## DSU:
##### We are given several elements, each of which is a separate set. A DSU will have an operation to combine any 
##### two sets, and it will be able to tell in which set a specific element is. 
##### The classical version also introduces a third operation, it can create a set from a new element.



### it consists of the following operations : 

### make_set(v) - creates a new set containing of the element v
### union_sets(a,b) - merges 2 sets, with one of the set containing element a, and the other containing b
### find_set(v) - returns the parent of the element v (the representative of the set containing v)

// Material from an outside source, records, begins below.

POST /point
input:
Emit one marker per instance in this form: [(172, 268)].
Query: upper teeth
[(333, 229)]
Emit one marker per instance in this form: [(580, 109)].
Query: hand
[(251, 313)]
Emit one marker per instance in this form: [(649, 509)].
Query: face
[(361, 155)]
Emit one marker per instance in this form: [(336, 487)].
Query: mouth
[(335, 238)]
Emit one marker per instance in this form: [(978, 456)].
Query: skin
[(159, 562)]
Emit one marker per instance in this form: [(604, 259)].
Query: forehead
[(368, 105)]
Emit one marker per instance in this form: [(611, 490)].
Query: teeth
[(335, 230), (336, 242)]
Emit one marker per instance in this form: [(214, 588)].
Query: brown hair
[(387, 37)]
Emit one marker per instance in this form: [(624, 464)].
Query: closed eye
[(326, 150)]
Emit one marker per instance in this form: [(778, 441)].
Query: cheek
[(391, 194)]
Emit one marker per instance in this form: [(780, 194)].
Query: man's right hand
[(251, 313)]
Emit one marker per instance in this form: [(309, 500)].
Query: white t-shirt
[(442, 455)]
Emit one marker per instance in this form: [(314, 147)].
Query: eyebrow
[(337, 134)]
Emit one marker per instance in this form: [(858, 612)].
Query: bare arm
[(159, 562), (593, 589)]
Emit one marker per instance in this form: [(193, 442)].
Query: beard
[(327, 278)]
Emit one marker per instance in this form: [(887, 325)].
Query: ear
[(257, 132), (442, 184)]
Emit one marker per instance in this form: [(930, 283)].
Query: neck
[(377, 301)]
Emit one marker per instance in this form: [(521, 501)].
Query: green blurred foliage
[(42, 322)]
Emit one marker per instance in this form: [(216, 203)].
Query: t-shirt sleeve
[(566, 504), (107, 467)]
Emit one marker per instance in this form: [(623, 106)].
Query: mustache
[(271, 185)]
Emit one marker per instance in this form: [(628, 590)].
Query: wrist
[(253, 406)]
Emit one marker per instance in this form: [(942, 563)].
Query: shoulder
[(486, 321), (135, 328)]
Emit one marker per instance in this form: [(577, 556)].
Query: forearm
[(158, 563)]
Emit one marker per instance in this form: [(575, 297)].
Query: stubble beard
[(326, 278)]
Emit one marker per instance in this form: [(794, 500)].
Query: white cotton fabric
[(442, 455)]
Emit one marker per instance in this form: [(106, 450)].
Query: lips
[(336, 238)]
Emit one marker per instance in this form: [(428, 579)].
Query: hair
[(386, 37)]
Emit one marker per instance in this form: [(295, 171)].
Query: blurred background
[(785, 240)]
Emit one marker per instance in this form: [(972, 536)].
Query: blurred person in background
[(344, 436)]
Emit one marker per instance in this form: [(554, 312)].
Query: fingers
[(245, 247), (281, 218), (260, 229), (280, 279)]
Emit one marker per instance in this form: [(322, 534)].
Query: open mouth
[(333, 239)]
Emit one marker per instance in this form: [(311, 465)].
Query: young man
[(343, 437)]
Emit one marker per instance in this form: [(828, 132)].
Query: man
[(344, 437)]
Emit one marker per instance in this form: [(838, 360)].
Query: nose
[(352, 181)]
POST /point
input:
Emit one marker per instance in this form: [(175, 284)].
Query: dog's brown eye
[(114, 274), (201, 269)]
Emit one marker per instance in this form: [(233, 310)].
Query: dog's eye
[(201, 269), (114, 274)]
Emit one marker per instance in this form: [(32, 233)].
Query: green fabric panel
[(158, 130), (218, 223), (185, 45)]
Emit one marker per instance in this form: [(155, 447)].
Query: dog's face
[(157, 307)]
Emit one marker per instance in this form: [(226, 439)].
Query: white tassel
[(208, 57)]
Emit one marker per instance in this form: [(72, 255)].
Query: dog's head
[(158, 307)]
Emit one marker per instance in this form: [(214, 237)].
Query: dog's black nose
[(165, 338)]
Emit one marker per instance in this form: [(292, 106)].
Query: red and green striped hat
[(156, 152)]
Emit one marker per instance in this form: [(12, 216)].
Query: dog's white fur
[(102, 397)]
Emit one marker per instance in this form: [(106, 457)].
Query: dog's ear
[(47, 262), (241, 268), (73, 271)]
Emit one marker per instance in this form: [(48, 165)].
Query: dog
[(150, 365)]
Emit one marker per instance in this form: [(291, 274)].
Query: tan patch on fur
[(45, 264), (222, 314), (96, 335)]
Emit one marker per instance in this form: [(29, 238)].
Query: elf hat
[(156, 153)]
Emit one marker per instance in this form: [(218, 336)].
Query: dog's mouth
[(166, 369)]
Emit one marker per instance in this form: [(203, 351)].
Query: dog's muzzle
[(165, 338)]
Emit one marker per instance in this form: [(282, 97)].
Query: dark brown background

### each set will be represented by a tree, where the root is the parent of each set



## Naive implementation:


In [16]:
def make_set(v):
    parent[v] = v

def find_set(v):             #o(n), hence inefficient
    if v == parent[v]:
        return v
    else:
        return find_set(parent[v])

def union_sets(a, b):
    a = find_set(a)
    b = find_set(b)
    if not (a == b):
        parent[b] = a

## Path Compression:
##### for speeding up find_set
#### if the elements form a chain like structure, it shall cause o(n) worst case time complexity
#### for speeding up, we can attach the children of a node directly to the parent of the set.
#### this reduces the timecomplexity to o(logn)
![Path-comp](DSU_path_compression.png)

In [17]:
def find_set(v):
    if not (parent[v] == v):
        parent[v] = find_set(parent[v])
    return parent[v]    

## Union by size / rank
##### this determines which tree attaches to the other one.
##### 2 ways can be used - size of the tree as rank, and the depth of the tree.
##### while using the depth of the tree, we use only the upper-bound, since path-compression shortens the depth by a
##### significant amount

##### both optimizations are equivalent on terms of time and space complexity

### 1. Union by size :

In [18]:
def make_set(v):
    parent[v] = v
    size[v] = 1
    
def union_sets(a, b):
    a = find_set(a) #from path compression
    b = find_set(b)
    if not(a == b):
            if size[a] < size[b]:
                a, b = b, a #swap
            parent[b] = a
            size[a] += size[b]
            

### 2. Union by rank:
##### rank specifies how many sets are connected to a set, for example, if a union operation is performed, rank increases by 1

In [19]:
def make_set(v):
    parent[v] = v
    rank[v] = 0

def union_sets(a, b):
    a = find_set(a) #from path compression
    b = find_set(b)
    if not(a == b):
        if rank[a] < rank[b]:
            a, b = b, a #swap 
        parent[b] = a
        if rank[a] == rank[b]:
            rank[a] += 1
            

## Time complexity:

##### If we combine both optimizations - path compression with union by size / rank - we will reach nearly constant time queries
##### It turns out, that the final amortized time complexity is O(α(n)), where α(n) is the inverse Ackermann function, 
##### which grows very slowly. In fact it grows so slowly, 
##### that it doesn't exceed 4 for all reasonable n (approximately n<10^600).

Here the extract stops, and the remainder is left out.